In Western societies the practice of mothers, fathers and infants sleeping together came to be thought of as strange, unhealthy and dangerous. Western parents are taught that “co-sleeping” will make the infant too dependent on them, or risk accidental suffocation.

However Baby sleep Expert Dr James Mckenna says that the common practice of mothers and infants sleeping apart from one another in western societies, is a ‘‘mismatch’’ between cultural norms and infant biology. Maryanne Demasi explores current attitudes to sleeping with baby and the uncomfortable subject of ‘controlled comforting’ a crying baby.

Teen Sleep
It has been found by a number of research projects around the world that teenagers experience a delay in their sleep phase timing in comparison to adults and younger children. If you struggle to get your teen out of bed in the mornings and off the computer at night, it’s not necessarily your fault or theirs for that matter. They naturally want to go to sleep, and wake up, later.
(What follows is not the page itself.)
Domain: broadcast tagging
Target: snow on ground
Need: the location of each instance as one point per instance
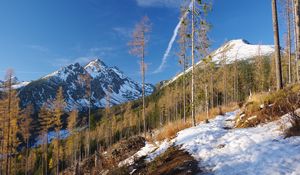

What we do know however, is that teenagers generally don’t get enough sleep. Insufficient sleep can lead to obesity, vulnerability on the roads, bad memory & poor grades, as well as mood disorders and potentially more severe mental health issues. Graham Phillips reports on the biological changes that make teenagers night owls.

Age and Sleep
It’s generally assumed that poor sleep comes naturally with old age but is this actually the case? Many older Australians sleep well even though, as a consequence of aging, their sleep time becomes shorter, lighter & more often disrupted by brief awakenings.

However, many older people don’t get such a good’s night sleep due to conditions that cause chronic pain. One of the positive treatments for sleep disrupted by pain is cognitive behavioural therapy, or CBT. Tanya Ha reports on fragmented sleep intensifying pain

It airs at 8pm Thursday July 21st on ABC1. Set your alarm.